A mnemonic is a memory device. “Every good boy does fine” is a mnemonic that helps us to remember the lines of a musical staff (EGBDF). It’s one of the first things we learn as we understand how to read music.
Let me introduce ‘GROW’, a mnemonic to help you develop a go to market strategy for your product or service. Whether you are introducing a new product, sunsetting a product, or anything in between, GROW keeps you grounded.
GROW connects to the stages of a product category life cycle (introduction, growth, maturity, and decline) but in a way that is easier to remember.
GROW provides an added level of structure to your go to market planning.
G is for Growth
The term ‘growth’ is often associated with the introduction of new products, but that isn’t always the case. We can grow old products by introducing them into new markets.
Use the G of GROW when the objectives and key results (OKRs) for a product are for growth. Growth is typically related to revenue or subscribers, but it can be any metric you want to get more of.
R is for Retention
Retention is about keeping the customers you acquire. This is the situation that becomes most acute when you have a customer churn problem.
Retention is an integral component of growth. Why? Because it’s inefficient to lose one customer for every three you acquire. Customer acquisition looks good on the surface but when you dig into the numbers it’s not a healthy situation.
This has a compounding effect that causes more and more resources to be consumed to support growth key results.
O is for Optimization
There is a time in every product life cycle where efforts to grow have diminishing returns. There are fewer opportunities to sell because there are fewer buyers. So the game shifts from growth to optimization.
Optimization is about squeezing as much out of a product as you possibly can. It’s most commonly applied to mature products in mature markets.
When you reach this stage it’s time to focus on optimizing cost, optimizing resources, and optimizing pricing.
W is for Withdraw
It’s time to withdraw a product from the market when the effort to maintain it and support customers is no longer worth it.
A withdrawal of a product - AKA as ‘sunsetting’ - comes in two flavors. One flavor is a complete withdrawal from the market. Your executive leadership team has decided they no longer want to be in the market with that category of product.

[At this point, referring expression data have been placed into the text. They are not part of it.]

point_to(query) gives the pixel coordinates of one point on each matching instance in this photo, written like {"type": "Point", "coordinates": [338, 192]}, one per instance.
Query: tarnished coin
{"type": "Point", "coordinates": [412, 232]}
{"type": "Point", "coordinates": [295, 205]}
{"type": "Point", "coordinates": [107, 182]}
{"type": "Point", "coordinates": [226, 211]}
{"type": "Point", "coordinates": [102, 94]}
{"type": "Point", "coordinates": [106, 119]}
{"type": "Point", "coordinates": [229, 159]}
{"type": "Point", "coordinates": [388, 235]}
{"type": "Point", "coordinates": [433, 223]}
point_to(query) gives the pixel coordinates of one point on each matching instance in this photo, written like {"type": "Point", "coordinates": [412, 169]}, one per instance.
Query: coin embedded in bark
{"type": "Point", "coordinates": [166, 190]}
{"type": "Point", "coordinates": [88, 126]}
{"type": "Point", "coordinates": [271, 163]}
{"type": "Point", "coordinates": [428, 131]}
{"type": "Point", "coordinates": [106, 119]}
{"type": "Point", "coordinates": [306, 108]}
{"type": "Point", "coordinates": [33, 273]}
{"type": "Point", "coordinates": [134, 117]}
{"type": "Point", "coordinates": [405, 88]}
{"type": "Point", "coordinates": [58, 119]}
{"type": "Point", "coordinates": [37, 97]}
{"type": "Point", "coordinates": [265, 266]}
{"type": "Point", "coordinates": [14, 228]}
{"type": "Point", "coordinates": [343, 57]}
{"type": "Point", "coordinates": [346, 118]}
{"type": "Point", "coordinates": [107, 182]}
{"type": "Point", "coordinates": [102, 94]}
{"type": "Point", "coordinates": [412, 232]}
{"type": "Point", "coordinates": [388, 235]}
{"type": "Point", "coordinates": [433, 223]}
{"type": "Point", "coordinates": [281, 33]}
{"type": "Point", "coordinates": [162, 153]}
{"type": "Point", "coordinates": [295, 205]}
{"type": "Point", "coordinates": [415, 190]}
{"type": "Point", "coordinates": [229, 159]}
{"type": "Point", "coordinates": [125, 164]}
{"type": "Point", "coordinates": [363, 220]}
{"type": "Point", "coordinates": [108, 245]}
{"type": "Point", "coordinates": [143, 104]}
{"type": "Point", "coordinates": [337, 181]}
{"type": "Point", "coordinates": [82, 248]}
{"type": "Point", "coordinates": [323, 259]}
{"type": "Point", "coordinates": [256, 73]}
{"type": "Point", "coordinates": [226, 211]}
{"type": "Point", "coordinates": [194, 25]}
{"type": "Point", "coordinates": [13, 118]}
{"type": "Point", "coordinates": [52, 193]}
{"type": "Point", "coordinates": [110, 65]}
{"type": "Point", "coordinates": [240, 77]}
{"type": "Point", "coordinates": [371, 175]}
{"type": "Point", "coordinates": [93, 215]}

The second flavor is to withdraw one product and replace it with another. A software company transitioning from an on-premise product to a SaaS product is an example. Another example is a new generation of an existing product to replace the old generation.
Competing Go to Market Opinions
One region wants to get rid of a product (W), while another region sees a growth opportunity for the same product (G).
The CEO wants to optimize (O) the cash-cow product and direct the profits to new product development, while the VP of customer success wants to reduce churn (R).
There are competing opinions in the creation of a GTM strategy. An easy way to balance those competing opinions is to stay grounded in the OKRs for your product.